For more on these racers stories, and for continuous updates from Missourian reporters on this year's race as it happens, go to mr340race.wordpress.com.
MU student Andy Bramman pumps rain water out of his canoe following several hours of thunderstorms on the morning of the MR 340 in Kansas City, Kan., on Tuesday.
Dick Brumley, Sid Stoffels, Tom Young, John Meyer, Arlen Beck and Tom Ronk wait for the beginning of the MR340 race from the hull of their Lewis and Clark expedition replica canoe on the Missouri River off of Kew Point in Kansas City, Kan., on Tuesday. Theirs is the largest team competing in the race this year.
Spring, Tx. resident and Missouri River 340 veteran Richard Miller soaks up the pre-race atmosphere an hour before the scheduled start at Kaw Point boat landing in Kansas City, Kan., on Tuesday. After an hour and a half postponement, the racers set off for St. Charles under overcast, but dry, skies.

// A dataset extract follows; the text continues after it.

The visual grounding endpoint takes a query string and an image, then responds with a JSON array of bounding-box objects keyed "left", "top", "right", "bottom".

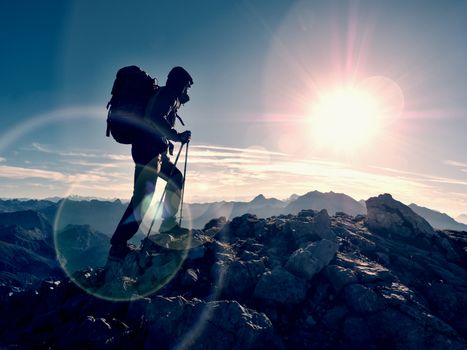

Tom Young makes an anxious call in search for a tardy team member as his boat prepares to cast off from the shore at the beginning of the Missouri River 340 race in Kansas City, Kan., Tuesday.
The plastic tiger adorning the bow of Eric Farris' kayak collects raindrops in the hours before the start of the 2009 Missouri River race at the waters edge in Kaw Point Riverbank Park in Kansas City, Kan., on Tuesday.
MR 340 race participants get ingenious with the available space on their boats in order to minimize the time they need to spend at the onshore check points. The racers set set off for St. Charles from Kaw Point Riverbank Park in Kansas City, Kan., on Tuesday.
"Grumpy Old Men" canoe team members Charlie Stewart and Richard Miller, both of Spring, Texas, test the waters off of Kaw Point in Kansas City, Kan., in the hours before the start of the Missouri River 340 race on Tuesday.
Adam Burns, who also goes by the moniker Uncle A Dog, waits for the start of the Missouri River 340 race in the mud at the side of his canoe made from recycled barrels and used floor boards, at Kaw Point in Kansas City, Kan. on Tuesday.
Missouri River 340 race participants and crew members prepare their vessels for the endurance race alongside the boat launch at Kaw Point in Kansas City, Ks., Tuesday.